This one goes along with your value statement. Get it out in the open from the beginning. What does your company do to help your clients? Make sure your audience knows with several impactful sentences what you do and how you help. Cut down on the content clutter and cut straight to the chase. When you ask your audience to read through multiple paragraphs to get to the point, they’ll likely leave your site (and check out the competition).
2. Who is your audience? (you’ve got to speak their language)
Who are you trying to attract to your website? You’re going to need a different tone to your content for a c-suite executive working in oil and gas vs. a generation y- marketer. Writing content for your buyer personas will help guide your content; it can also make sure you are staying on target to reach the right traffic.
3. What do you want to happen?
This sounds pretty simple, but that’s the point; make it simple.

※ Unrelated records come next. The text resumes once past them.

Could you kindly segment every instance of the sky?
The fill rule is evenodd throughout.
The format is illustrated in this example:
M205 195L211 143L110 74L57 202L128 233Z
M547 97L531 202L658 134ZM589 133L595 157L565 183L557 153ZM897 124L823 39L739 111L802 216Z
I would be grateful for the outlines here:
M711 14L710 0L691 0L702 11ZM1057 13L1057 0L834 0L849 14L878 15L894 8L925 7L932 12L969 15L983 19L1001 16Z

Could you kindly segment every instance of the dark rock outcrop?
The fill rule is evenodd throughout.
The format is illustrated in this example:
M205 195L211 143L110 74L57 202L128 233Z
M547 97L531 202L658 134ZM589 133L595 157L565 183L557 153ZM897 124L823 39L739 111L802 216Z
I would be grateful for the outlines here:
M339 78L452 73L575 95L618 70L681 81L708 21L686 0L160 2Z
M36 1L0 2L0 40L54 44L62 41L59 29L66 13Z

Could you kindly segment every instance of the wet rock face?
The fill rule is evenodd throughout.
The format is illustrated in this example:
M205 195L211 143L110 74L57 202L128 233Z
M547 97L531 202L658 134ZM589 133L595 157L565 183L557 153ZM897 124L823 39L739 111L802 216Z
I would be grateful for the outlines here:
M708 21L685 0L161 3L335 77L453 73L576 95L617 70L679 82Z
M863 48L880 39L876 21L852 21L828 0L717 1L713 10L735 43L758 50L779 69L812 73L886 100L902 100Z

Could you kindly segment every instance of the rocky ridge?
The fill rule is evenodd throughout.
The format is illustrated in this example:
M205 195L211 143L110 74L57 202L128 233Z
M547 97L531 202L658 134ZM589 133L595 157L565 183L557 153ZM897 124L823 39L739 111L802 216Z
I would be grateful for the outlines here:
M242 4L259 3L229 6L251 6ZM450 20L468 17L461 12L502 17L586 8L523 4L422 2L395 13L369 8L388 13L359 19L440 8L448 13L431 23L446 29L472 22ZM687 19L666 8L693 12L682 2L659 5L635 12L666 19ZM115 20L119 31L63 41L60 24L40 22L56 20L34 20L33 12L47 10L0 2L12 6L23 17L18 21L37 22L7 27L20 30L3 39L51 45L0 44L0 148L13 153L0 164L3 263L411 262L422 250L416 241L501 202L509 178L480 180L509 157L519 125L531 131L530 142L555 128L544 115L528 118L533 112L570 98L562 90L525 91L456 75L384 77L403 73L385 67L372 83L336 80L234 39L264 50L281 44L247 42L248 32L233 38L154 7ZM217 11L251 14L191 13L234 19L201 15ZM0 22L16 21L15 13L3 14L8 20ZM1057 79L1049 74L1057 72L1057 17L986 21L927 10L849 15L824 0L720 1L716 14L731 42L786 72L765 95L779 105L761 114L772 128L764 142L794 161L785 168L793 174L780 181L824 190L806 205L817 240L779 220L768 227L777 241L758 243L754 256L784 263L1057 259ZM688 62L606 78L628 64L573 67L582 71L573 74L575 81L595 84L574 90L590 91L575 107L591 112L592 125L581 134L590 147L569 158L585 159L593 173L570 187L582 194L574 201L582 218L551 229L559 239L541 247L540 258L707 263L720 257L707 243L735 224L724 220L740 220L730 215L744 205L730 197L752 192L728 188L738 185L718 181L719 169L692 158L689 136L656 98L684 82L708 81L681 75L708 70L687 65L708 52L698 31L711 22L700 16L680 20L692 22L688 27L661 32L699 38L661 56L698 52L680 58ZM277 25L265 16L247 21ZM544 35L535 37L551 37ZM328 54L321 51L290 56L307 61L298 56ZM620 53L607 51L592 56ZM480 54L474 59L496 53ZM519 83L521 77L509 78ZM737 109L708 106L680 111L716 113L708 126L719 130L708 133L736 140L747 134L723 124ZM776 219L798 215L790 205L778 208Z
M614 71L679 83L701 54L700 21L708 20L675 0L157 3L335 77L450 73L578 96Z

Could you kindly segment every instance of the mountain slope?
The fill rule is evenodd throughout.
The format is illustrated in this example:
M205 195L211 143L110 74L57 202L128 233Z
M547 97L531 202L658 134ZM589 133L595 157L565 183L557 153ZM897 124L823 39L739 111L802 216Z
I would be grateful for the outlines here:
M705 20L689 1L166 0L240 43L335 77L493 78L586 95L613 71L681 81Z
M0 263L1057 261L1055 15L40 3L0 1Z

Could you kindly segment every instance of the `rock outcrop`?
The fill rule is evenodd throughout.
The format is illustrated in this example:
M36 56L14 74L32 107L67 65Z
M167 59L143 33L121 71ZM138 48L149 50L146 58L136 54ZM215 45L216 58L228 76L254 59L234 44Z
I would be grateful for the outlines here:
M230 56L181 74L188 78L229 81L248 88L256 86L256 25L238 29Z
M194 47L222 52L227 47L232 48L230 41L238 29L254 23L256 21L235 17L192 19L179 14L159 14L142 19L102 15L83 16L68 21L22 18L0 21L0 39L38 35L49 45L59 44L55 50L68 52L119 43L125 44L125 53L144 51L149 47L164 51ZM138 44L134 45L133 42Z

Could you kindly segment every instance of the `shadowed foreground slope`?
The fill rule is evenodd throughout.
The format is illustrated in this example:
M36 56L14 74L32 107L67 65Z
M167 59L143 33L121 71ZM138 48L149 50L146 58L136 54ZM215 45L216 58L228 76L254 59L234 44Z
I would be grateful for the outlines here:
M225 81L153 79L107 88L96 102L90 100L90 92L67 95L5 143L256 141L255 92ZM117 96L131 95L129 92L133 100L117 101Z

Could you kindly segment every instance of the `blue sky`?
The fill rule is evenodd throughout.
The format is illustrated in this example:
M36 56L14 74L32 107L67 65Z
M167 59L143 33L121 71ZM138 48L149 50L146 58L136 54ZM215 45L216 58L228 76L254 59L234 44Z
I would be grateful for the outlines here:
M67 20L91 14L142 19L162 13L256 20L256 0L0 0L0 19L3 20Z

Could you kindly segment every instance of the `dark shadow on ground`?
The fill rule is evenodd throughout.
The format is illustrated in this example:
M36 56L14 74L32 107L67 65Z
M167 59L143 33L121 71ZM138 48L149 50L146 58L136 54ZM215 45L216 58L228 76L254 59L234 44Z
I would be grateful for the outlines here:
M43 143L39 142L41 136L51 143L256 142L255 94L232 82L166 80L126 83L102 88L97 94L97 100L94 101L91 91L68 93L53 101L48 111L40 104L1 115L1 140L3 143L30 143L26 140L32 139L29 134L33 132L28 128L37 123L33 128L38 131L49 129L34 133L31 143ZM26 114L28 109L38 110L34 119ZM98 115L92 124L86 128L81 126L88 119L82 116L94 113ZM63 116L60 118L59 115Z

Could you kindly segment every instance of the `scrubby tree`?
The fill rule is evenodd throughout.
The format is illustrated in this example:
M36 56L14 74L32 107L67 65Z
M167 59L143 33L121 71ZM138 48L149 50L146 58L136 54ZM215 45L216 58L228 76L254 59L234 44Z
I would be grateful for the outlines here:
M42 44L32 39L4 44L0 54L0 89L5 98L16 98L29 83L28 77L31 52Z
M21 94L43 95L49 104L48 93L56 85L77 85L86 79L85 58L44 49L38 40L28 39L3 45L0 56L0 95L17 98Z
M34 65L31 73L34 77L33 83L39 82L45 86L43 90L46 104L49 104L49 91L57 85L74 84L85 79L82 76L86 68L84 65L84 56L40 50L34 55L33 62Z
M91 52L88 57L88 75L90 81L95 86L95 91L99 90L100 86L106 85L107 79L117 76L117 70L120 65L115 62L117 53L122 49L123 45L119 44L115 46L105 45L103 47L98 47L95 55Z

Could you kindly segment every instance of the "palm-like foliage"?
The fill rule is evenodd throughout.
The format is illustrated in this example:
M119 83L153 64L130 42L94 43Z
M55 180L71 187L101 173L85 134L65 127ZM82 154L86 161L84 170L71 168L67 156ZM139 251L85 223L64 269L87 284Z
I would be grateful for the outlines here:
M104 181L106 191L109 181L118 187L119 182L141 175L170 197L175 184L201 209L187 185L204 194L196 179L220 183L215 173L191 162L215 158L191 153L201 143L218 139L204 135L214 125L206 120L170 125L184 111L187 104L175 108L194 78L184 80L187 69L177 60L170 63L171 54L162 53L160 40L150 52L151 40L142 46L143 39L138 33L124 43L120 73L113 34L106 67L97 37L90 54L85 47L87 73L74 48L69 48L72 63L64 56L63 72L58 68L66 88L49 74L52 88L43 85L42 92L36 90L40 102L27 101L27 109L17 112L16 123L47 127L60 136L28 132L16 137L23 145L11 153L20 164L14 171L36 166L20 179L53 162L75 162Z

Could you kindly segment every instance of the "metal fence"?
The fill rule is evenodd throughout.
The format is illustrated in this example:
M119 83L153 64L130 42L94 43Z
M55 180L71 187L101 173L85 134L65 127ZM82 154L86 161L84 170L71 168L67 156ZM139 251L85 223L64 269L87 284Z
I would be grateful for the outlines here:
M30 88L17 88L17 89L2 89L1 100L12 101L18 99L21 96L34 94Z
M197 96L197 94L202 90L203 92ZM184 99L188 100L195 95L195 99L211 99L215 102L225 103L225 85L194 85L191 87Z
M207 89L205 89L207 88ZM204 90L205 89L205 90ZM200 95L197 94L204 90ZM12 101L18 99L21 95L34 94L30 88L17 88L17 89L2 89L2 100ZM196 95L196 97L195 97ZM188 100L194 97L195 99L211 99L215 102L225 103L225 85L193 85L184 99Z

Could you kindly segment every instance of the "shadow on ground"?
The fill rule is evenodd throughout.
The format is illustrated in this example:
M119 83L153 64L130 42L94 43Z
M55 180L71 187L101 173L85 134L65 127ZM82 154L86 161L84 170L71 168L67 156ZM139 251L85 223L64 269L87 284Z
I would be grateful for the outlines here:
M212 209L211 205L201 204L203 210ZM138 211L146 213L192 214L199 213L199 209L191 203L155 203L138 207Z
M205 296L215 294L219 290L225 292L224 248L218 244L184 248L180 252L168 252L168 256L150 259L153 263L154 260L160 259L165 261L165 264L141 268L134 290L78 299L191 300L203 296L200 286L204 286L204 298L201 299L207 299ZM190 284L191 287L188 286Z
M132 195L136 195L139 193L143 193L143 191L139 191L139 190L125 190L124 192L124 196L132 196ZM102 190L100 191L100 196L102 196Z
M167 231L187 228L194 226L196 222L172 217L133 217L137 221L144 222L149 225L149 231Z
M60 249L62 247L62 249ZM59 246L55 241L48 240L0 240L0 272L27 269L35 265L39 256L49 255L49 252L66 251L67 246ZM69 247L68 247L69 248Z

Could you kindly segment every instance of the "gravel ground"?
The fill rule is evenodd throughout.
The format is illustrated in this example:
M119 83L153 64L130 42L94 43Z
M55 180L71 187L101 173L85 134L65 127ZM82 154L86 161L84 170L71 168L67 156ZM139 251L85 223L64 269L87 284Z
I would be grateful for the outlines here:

Trust me. If you want your audience to sign up for a consultation or read more about your specific services, then make it clear. When you use too many words for the actionable items on your website, people get confused. When you keep in mind what you want the outcome to be, you keep your website more focused on action and clarity and less on heavy text.
Taking a 30,000 foot view of your site can often reveal more than a close inspection. The goal is not to strip all the content off your site (Google has to be able to find you after all). The goal is to write targeted content that tells your story to the right audience and gets them to do the right things.
Telling your message in multiple paragraphs with just slightly different words will not make your business more clear to your audience. On the other hand, it will confuse them and send them navigating away from your url.
So, do you have too much content on your website? What will you do to change it?